張一已經感覺不到生氣或怒意了,心痛到快要麻木。這一宿,東方雅的一顰一笑總是在眼前回蕩。她的聲音,她的影子,讓張一更難過、絕望。
他不甘、不舍,可那又怎樣,縱使自己擁有全世界,卻打動不了一個心愛的姑娘,這一切有意義嗎?他現在甚至有些理解龍玄蒼的心境與悲哀,心愛的人死了,那種絕望,似乎更慘。
嘆了口氣,看了眼躺在自己床上睡的正香的高云濤,張一剛想進洗手間洗把臉,手機又響,這一晚到現在,全世界都在跟自己作對,希望這個電話,會有好消息吧。
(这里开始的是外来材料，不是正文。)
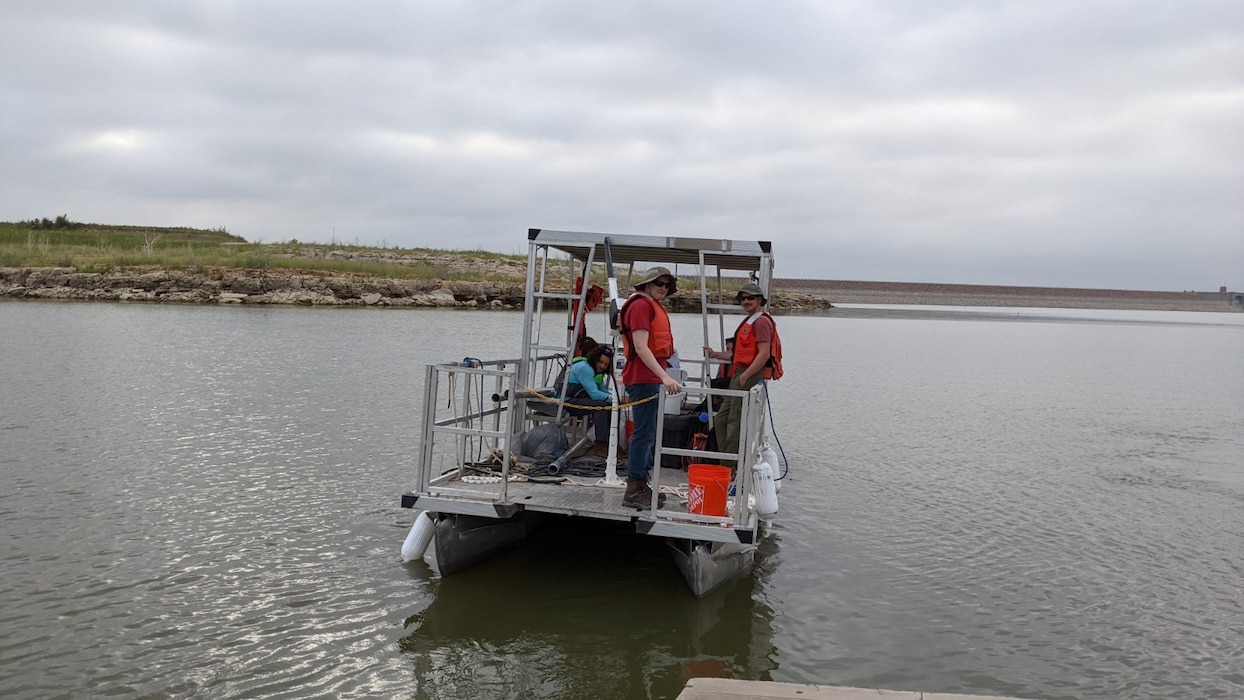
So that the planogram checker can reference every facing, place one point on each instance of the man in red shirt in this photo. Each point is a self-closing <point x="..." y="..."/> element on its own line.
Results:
<point x="753" y="347"/>
<point x="648" y="343"/>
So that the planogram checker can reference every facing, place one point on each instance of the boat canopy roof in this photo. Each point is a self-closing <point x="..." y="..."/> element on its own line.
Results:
<point x="724" y="254"/>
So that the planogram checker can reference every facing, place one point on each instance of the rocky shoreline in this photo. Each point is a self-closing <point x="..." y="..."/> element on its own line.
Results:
<point x="290" y="287"/>
<point x="279" y="286"/>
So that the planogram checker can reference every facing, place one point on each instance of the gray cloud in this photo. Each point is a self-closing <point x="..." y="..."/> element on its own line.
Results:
<point x="1035" y="143"/>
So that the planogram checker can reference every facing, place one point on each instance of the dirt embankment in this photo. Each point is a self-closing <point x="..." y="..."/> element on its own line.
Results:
<point x="279" y="286"/>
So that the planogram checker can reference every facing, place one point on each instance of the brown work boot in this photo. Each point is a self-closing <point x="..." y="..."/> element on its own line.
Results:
<point x="647" y="492"/>
<point x="635" y="495"/>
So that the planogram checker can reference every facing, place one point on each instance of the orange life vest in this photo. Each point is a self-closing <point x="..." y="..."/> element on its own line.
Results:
<point x="661" y="337"/>
<point x="745" y="348"/>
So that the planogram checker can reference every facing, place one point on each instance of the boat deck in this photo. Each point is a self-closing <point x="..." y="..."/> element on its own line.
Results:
<point x="584" y="496"/>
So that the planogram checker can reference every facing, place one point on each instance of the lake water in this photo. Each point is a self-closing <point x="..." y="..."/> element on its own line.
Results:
<point x="203" y="501"/>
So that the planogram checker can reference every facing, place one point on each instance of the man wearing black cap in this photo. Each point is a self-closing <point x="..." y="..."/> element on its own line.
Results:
<point x="648" y="343"/>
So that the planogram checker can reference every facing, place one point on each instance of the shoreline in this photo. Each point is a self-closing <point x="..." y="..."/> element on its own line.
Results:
<point x="291" y="287"/>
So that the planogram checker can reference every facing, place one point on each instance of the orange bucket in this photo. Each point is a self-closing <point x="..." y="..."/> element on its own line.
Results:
<point x="707" y="488"/>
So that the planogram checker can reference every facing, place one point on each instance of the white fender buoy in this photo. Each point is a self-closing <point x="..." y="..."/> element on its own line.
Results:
<point x="770" y="458"/>
<point x="764" y="490"/>
<point x="419" y="537"/>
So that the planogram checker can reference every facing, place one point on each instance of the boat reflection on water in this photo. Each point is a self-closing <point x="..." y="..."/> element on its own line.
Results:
<point x="617" y="623"/>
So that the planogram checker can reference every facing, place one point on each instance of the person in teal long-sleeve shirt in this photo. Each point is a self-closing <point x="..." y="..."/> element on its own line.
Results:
<point x="586" y="388"/>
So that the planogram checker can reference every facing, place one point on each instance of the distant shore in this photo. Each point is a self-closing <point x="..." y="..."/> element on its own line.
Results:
<point x="279" y="286"/>
<point x="862" y="292"/>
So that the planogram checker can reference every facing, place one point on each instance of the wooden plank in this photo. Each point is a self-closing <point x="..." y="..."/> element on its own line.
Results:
<point x="732" y="689"/>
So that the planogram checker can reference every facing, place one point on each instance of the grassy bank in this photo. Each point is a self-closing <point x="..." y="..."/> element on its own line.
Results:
<point x="102" y="248"/>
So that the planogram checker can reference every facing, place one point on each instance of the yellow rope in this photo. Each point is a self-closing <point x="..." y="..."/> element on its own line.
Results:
<point x="540" y="397"/>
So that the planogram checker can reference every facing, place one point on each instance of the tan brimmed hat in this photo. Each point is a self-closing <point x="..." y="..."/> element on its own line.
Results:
<point x="656" y="274"/>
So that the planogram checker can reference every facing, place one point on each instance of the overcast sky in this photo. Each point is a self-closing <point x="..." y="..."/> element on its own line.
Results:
<point x="1091" y="143"/>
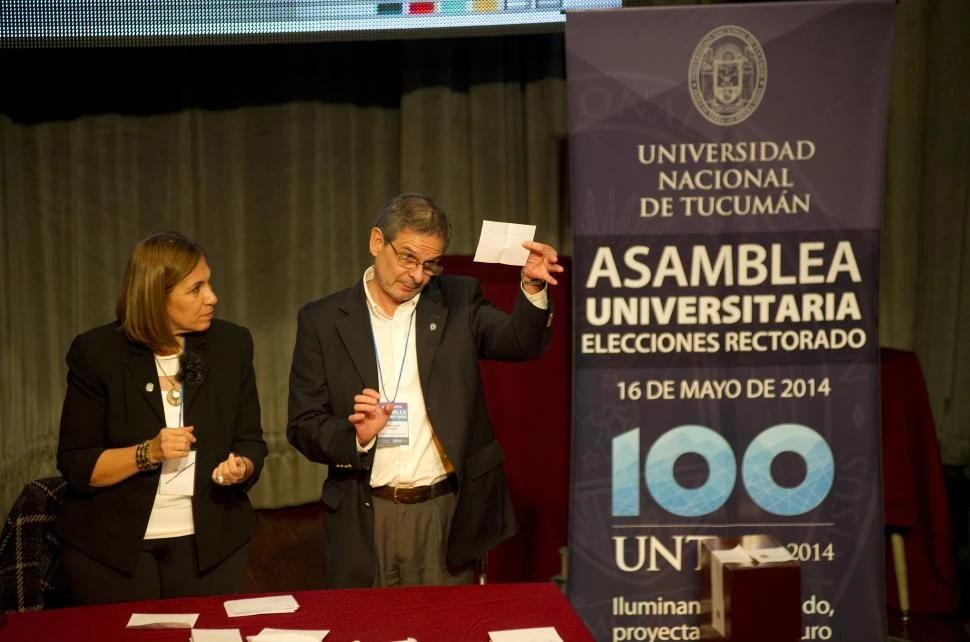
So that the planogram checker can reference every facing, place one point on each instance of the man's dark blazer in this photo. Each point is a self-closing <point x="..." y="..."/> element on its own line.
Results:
<point x="109" y="405"/>
<point x="334" y="359"/>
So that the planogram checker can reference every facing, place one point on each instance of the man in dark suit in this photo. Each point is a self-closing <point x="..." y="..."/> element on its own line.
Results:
<point x="385" y="389"/>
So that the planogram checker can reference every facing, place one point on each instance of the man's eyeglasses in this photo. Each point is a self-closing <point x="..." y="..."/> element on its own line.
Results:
<point x="409" y="262"/>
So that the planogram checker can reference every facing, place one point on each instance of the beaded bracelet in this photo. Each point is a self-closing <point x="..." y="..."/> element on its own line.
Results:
<point x="141" y="456"/>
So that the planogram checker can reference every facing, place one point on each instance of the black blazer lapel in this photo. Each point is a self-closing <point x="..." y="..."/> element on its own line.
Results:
<point x="358" y="337"/>
<point x="144" y="376"/>
<point x="195" y="364"/>
<point x="431" y="317"/>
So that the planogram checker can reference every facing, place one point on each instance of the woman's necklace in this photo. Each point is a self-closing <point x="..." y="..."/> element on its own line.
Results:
<point x="174" y="394"/>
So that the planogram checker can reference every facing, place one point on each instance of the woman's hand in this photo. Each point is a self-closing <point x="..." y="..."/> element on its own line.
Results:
<point x="171" y="443"/>
<point x="232" y="470"/>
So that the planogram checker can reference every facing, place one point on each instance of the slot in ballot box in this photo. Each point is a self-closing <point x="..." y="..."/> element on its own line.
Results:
<point x="752" y="585"/>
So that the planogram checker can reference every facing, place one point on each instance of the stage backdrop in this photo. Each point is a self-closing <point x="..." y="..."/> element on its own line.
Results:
<point x="727" y="174"/>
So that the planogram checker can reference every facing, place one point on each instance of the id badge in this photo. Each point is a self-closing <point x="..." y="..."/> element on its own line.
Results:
<point x="178" y="476"/>
<point x="396" y="432"/>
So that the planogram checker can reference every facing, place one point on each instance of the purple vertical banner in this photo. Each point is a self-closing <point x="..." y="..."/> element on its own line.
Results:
<point x="727" y="168"/>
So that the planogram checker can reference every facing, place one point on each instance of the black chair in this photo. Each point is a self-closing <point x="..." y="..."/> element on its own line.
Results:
<point x="31" y="576"/>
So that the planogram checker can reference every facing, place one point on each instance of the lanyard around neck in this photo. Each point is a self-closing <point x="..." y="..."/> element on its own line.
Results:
<point x="400" y="373"/>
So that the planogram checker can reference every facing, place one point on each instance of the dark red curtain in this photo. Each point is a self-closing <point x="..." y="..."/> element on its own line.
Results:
<point x="530" y="408"/>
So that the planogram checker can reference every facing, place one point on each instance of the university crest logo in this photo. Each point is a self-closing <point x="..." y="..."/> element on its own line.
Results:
<point x="728" y="74"/>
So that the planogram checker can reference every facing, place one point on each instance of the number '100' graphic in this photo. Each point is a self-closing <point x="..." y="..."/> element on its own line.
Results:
<point x="717" y="452"/>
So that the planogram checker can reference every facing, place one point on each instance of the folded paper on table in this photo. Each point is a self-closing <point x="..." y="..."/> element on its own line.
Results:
<point x="261" y="605"/>
<point x="288" y="635"/>
<point x="162" y="620"/>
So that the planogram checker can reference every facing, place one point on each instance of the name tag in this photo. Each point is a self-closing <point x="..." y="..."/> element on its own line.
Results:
<point x="178" y="476"/>
<point x="396" y="432"/>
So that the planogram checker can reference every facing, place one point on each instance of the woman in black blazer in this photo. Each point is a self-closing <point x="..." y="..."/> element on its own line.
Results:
<point x="160" y="438"/>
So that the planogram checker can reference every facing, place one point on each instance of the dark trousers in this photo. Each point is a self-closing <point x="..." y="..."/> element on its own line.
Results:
<point x="411" y="541"/>
<point x="166" y="568"/>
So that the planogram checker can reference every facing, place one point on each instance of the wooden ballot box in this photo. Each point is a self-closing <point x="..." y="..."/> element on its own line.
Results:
<point x="753" y="587"/>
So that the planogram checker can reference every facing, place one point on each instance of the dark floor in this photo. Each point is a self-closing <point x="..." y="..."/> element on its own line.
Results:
<point x="287" y="555"/>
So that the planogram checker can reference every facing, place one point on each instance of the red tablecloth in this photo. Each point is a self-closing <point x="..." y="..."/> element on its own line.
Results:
<point x="915" y="493"/>
<point x="427" y="614"/>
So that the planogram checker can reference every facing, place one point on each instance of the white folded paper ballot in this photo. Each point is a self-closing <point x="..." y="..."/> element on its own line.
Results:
<point x="543" y="634"/>
<point x="502" y="243"/>
<point x="288" y="635"/>
<point x="162" y="620"/>
<point x="261" y="605"/>
<point x="215" y="635"/>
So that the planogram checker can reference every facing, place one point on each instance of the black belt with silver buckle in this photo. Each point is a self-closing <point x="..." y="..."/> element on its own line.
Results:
<point x="415" y="494"/>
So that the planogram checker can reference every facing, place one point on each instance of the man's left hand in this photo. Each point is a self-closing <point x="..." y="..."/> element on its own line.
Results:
<point x="542" y="263"/>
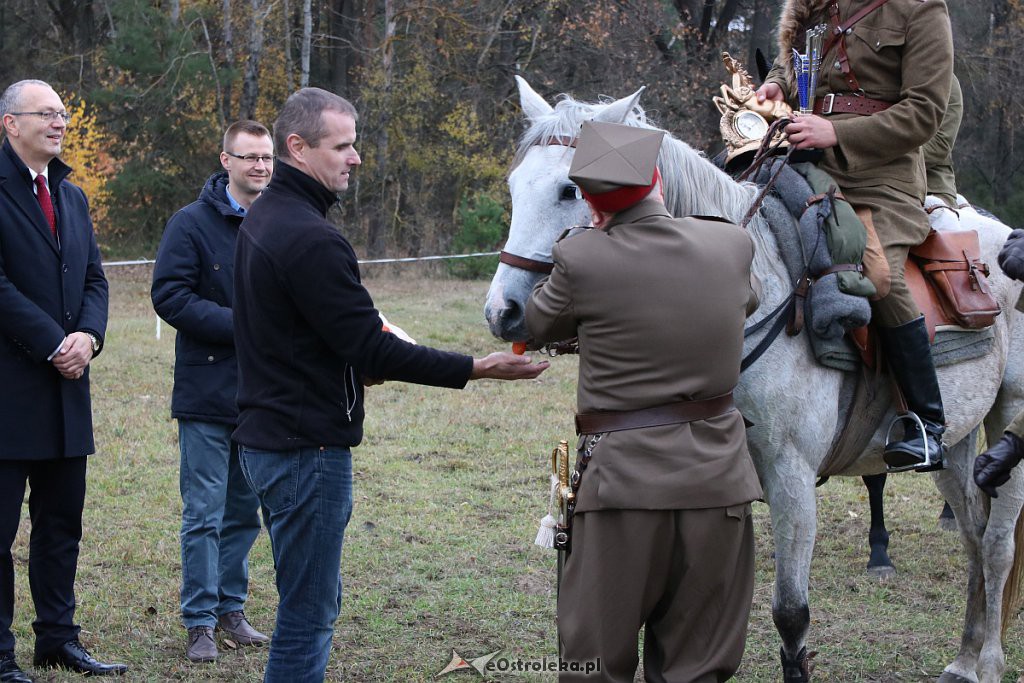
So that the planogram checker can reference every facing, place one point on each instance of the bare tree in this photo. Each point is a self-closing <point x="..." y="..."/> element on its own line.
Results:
<point x="307" y="33"/>
<point x="250" y="84"/>
<point x="379" y="220"/>
<point x="228" y="38"/>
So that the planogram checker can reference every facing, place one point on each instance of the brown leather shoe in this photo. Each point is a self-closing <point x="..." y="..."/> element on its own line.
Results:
<point x="202" y="647"/>
<point x="237" y="627"/>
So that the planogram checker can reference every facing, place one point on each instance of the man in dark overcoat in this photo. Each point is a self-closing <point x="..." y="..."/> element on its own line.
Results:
<point x="52" y="318"/>
<point x="662" y="535"/>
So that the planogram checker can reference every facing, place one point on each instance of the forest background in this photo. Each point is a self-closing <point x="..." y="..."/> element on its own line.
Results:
<point x="152" y="86"/>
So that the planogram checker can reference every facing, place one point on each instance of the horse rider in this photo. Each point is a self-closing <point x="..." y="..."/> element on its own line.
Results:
<point x="662" y="531"/>
<point x="884" y="86"/>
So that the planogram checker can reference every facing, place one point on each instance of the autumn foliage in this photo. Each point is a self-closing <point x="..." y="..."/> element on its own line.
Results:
<point x="153" y="85"/>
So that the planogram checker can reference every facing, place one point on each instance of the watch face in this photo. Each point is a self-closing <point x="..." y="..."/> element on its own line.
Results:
<point x="751" y="125"/>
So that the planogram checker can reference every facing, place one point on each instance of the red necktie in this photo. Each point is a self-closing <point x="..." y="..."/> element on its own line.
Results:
<point x="43" y="195"/>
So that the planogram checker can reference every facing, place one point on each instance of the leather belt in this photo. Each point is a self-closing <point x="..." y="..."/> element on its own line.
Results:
<point x="834" y="103"/>
<point x="669" y="414"/>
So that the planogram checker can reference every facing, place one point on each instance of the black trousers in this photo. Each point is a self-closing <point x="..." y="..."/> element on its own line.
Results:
<point x="55" y="502"/>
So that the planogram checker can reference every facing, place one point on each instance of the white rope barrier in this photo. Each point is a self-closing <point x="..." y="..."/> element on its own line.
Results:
<point x="409" y="259"/>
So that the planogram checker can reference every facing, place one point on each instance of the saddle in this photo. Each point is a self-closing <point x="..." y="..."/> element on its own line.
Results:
<point x="947" y="279"/>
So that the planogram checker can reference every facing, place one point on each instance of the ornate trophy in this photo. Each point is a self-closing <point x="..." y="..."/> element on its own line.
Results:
<point x="744" y="122"/>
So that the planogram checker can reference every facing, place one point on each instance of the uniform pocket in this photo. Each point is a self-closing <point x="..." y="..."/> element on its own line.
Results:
<point x="272" y="475"/>
<point x="738" y="512"/>
<point x="879" y="38"/>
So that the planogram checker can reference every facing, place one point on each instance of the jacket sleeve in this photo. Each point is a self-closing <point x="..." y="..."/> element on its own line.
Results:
<point x="754" y="299"/>
<point x="31" y="328"/>
<point x="550" y="316"/>
<point x="95" y="301"/>
<point x="325" y="286"/>
<point x="925" y="80"/>
<point x="176" y="282"/>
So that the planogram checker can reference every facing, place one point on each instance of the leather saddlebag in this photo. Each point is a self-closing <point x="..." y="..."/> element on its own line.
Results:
<point x="951" y="263"/>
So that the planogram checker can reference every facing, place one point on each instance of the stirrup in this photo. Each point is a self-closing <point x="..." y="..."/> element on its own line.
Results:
<point x="932" y="462"/>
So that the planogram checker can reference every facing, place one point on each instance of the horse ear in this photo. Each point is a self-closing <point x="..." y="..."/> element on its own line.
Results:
<point x="534" y="104"/>
<point x="617" y="111"/>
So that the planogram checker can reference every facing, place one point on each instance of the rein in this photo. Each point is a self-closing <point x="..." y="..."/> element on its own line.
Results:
<point x="766" y="150"/>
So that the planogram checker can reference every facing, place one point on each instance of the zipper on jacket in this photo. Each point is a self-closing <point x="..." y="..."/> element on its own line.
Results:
<point x="349" y="407"/>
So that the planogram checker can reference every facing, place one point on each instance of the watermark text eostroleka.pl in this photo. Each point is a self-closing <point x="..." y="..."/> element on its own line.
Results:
<point x="491" y="664"/>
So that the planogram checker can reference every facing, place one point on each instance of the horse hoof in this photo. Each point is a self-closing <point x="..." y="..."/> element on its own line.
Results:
<point x="953" y="678"/>
<point x="882" y="572"/>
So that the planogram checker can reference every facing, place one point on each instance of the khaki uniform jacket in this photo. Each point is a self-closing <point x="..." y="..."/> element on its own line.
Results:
<point x="902" y="53"/>
<point x="938" y="152"/>
<point x="658" y="304"/>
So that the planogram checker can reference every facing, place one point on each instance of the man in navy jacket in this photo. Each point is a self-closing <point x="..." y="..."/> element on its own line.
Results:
<point x="307" y="335"/>
<point x="52" y="319"/>
<point x="192" y="290"/>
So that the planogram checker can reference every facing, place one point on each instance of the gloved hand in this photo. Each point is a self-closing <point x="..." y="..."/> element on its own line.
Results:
<point x="1012" y="255"/>
<point x="991" y="469"/>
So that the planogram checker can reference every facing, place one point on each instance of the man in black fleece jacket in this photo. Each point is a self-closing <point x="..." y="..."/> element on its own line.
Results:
<point x="306" y="333"/>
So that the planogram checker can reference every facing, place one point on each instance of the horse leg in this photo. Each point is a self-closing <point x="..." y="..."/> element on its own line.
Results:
<point x="947" y="520"/>
<point x="879" y="563"/>
<point x="997" y="554"/>
<point x="794" y="516"/>
<point x="956" y="485"/>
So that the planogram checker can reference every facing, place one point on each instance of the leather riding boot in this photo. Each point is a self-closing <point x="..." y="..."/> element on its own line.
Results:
<point x="991" y="469"/>
<point x="909" y="354"/>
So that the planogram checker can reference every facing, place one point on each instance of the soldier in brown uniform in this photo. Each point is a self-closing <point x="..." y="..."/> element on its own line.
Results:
<point x="882" y="92"/>
<point x="662" y="536"/>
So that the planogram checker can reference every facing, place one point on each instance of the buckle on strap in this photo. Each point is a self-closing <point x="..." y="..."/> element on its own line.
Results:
<point x="827" y="102"/>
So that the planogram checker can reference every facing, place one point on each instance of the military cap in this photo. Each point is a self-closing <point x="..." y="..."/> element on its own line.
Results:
<point x="614" y="165"/>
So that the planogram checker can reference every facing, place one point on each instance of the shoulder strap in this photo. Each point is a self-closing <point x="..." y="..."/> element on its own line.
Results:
<point x="840" y="29"/>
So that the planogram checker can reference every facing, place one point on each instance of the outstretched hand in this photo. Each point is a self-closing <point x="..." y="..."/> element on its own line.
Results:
<point x="989" y="474"/>
<point x="807" y="131"/>
<point x="505" y="366"/>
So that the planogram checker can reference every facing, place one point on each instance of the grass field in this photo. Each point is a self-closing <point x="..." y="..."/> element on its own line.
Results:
<point x="450" y="486"/>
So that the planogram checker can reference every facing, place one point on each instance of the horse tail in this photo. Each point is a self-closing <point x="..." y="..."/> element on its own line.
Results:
<point x="1013" y="593"/>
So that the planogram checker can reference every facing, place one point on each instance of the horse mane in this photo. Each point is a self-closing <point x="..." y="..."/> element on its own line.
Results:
<point x="692" y="185"/>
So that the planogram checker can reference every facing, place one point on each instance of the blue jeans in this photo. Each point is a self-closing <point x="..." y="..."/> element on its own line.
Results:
<point x="306" y="496"/>
<point x="219" y="523"/>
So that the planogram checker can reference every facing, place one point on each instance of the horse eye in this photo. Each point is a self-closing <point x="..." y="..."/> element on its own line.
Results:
<point x="570" y="193"/>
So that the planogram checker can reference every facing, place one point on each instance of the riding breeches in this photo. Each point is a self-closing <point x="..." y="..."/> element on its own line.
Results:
<point x="684" y="575"/>
<point x="899" y="222"/>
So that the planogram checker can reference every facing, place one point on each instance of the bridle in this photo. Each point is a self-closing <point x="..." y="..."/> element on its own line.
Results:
<point x="532" y="264"/>
<point x="775" y="317"/>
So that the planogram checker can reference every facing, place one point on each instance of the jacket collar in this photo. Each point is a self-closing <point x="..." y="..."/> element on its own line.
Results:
<point x="645" y="208"/>
<point x="11" y="166"/>
<point x="291" y="180"/>
<point x="214" y="194"/>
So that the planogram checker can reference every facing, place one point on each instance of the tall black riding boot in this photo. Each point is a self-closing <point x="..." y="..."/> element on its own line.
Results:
<point x="909" y="354"/>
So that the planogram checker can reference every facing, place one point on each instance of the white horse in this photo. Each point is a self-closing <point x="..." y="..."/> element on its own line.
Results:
<point x="797" y="406"/>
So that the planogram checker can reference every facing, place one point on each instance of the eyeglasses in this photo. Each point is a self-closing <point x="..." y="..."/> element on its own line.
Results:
<point x="252" y="159"/>
<point x="48" y="117"/>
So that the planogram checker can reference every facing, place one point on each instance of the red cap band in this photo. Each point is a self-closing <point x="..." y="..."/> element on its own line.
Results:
<point x="617" y="200"/>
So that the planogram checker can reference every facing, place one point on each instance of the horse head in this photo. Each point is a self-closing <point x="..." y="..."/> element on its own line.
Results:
<point x="545" y="202"/>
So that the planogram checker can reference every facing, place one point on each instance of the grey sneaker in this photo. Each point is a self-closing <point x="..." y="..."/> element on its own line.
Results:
<point x="237" y="627"/>
<point x="201" y="644"/>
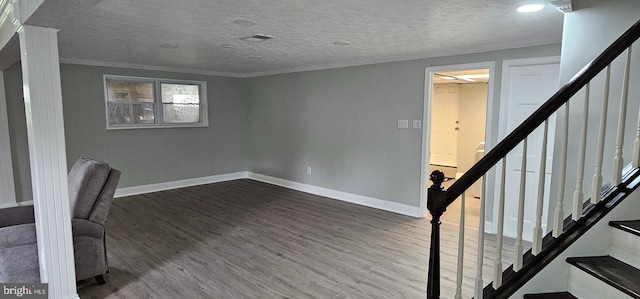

電話是胡思琪打來的,張一幾乎已經嗅到了再次被打擊的味道,他猶豫著要不要接,直到電話快要自動掛斷時才按下了接聽:“喂,思琪,有事嗎?”
“聽你聲音很憔悴嘛,大老爺們兒的,別為情之一字所困,雖然我沒談過戀愛,但我知道,有些事不可強求的。我打電話給你,是想向你確定一件事,你真有什么全球最先進的鋼材配方?”
坐在馬桶上,張一失魂落魄道:“有!”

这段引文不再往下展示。